Auditora do trabalho vê necessidade de maior fiscalização de atividades historicamente ligadas ao gênero feminino, como trabalhos domésticos, de cuidado e no mercado do sexo.
Foto: Marcos Serra Lima/ G1
Nascidas no Norte ou no Nordeste, pretas ou pardas, analfabetas ou com o ensino básico incompleto. Esse é o perfil da maioria das 2.488 mulheres resgatadas do trabalho análogo à escravidão durante os últimos 20 anos no país.
Os dados são inéditos e foram compilados a pedido do g1 pela Divisão de Fiscalização para Erradicação do Trabalho Escravo (Detrae), órgão que integra o Ministério do Trabalho e Previdência (MTP).
Mulheres corresponderam a apenas 5% do total de pessoas resgatadas em duas décadas.

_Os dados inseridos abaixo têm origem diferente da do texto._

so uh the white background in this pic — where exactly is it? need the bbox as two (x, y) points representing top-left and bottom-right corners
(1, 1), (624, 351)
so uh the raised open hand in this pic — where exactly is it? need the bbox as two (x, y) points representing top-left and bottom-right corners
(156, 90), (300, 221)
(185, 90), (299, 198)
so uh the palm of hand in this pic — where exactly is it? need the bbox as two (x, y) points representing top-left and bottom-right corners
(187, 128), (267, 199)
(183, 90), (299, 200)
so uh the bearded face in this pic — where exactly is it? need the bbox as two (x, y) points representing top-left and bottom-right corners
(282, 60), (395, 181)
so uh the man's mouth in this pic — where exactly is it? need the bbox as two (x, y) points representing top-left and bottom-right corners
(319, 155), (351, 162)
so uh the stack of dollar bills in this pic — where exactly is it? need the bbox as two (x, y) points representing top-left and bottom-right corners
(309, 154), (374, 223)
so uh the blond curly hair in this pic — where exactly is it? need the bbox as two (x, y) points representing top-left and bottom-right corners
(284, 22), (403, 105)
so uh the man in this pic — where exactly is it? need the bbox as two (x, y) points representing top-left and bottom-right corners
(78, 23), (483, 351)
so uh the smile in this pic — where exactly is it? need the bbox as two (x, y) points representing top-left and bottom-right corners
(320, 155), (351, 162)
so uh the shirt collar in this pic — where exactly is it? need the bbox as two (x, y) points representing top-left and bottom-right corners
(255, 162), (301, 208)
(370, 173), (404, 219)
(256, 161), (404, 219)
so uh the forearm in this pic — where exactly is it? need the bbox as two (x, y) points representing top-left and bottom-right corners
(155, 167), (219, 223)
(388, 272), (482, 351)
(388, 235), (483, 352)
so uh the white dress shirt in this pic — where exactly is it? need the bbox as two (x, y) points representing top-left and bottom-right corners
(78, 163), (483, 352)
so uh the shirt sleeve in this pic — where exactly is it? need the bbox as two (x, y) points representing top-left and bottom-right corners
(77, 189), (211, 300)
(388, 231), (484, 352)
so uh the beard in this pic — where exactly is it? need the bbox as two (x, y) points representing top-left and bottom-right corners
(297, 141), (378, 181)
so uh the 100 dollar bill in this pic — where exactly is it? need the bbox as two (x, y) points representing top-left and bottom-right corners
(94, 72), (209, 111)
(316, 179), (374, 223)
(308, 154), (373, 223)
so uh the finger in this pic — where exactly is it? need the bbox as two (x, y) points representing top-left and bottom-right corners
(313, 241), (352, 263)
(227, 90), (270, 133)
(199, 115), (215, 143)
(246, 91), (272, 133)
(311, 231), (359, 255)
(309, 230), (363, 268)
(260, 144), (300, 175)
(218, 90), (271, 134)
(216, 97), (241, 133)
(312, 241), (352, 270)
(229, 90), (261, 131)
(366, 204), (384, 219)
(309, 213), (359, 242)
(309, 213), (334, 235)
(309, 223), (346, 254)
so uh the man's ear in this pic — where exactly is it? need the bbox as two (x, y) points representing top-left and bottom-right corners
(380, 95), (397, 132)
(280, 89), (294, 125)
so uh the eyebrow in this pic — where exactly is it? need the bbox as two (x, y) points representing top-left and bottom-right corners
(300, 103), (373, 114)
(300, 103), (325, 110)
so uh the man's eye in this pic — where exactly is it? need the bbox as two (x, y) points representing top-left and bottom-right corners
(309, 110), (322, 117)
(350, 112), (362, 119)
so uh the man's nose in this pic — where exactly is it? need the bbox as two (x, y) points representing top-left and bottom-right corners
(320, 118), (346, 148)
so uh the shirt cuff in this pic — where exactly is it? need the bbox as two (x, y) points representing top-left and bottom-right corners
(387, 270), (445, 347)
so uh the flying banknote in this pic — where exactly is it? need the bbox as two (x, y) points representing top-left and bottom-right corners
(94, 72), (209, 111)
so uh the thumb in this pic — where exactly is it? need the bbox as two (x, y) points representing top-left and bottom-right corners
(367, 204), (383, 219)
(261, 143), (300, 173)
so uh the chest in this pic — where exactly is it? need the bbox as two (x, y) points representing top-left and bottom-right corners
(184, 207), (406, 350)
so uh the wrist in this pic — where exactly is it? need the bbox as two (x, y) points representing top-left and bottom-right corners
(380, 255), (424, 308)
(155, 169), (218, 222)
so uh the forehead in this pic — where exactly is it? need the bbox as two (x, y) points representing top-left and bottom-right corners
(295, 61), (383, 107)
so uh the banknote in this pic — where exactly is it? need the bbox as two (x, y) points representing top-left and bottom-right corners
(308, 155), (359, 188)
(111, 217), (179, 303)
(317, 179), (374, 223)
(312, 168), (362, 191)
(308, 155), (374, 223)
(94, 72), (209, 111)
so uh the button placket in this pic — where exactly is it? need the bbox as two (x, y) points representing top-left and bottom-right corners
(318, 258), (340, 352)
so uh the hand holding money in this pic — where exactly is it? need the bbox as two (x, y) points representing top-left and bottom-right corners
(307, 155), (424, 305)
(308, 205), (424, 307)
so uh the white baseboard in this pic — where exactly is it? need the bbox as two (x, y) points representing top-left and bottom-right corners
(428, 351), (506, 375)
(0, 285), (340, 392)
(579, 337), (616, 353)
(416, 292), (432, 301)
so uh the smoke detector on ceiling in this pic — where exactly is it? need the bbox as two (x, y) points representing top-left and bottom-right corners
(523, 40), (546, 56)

Segundo a auditora-fiscal do trabalho Jamile Virginio, que integra o Detrae, essa diferença se dá, em parte, porque a atuação do Detrae sobre atividades historicamente ligadas ao gênero feminino é recente.
“Foi somente em 2017 e 2019 que ocorreram os primeiros resgates no trabalho doméstico e no mercado do sexo“.
Veja abaixo os principais dados do levantamento:
De onde vieram e para onde foram
A região que concentrou o maior número de casos foi o Sudeste, enquanto a maior parte das vítimas era natural de estados do Norte ou do Nordeste. Os estados que concentraram mais de 80% dos resgates são:
- Pará (428)
- Minas Gerais (401)
- Bahia (278)
- São Paulo (271)
- Maranhão (238)
- Tocantins (166)
- Goiás (123)
- Rio de Janeiro (101)
Idade, raça e escolaridade
O Detrae também compilou dados sobre as atividades desenvolvidas pelas resgatadas e as funções desempenhadas na zona rural são as que mais concentram casos. Mais de 70% dos casos são relacionados às seguintes ocupações:
- Agropecuária (1.234)
- Cultivo de café (175)
- Cultivo de cana-de-açúcar (138)
- Pecuária de corte (118)
- Cultivo de árvores frutíferas (18)
- Cultivo de erva-mate (15)
Jamile conta que a diferença numérica nos resgates de homens e mulheres é tema frequentemente discutido entre inspetores do trabalho. Ela aponta que papeis sociais tradicionalmente ligados a homens e mulheres podem ajudar a entender o cenário.
“A dinâmica da sociedade brasileira é essencialmente de cunho patriarcal, que enxerga o homem como provedor familiar e cobra para que busque alternativas de renda e emprego”, diz a fiscal.
Para ela, essa dinâmica torna comuns os processos migratórios em busca de trabalho. “A condição de migrante é causa de vulnerabilidade frequentemente associada à exploração em condições análogas à escravidão.”
“Enquanto os homens saem dos municípios de origem atrás de promessas de ganhos melhores, as mulheres permanecem nestes mesmos municípios para a manutenção dos cuidados domésticos e familiares.”
A auditora ressalta outro ponto como explicação para os números. “O trabalho doméstico não remunerado e os cuidados com os familiares recaem de forma desproporcional sobre as mulheres, limitando seu potencial econômico.”
Outro fator citado por ela é geográfico. “O foco, durante muitos anos, foi em atividades realizadas na zona rural, atividades preponderantemente masculinas”.
As violações começaram a ser identificadas no ambiente urbano só a partir de 2022, em áreas como construção civil e confecção de roupas.
Mesmo diante desse contexto, a fiscal do trabalho aponta que são necessárias medidas para aumentar o número de resgates de mulheres. “O primeiro passo é reconhecer que as atividades frequentemente desempenhadas por elas necessitam de um olhar mais atento de nossa parte.”
Como os dados foram obtidos
As políticas públicas de combate ao trabalho escravo se iniciaram em 1995, mas só a partir de 2003 é que informações sobre o perfil das vítimas começaram a ser coletadas.
A mudança se deu após a criação do Seguro-Desemprego Trabalhador Resgatado, estabelecido em 2002 para amparar vítimas de regimes forçados ou em condições análogas à de escravo.
Para receber o benefício, as trabalhadoras forneceram informações pessoais e, desta maneira, os dados passaram a ser compilados pelo Ministério do Trabalho e Emprego (MTE).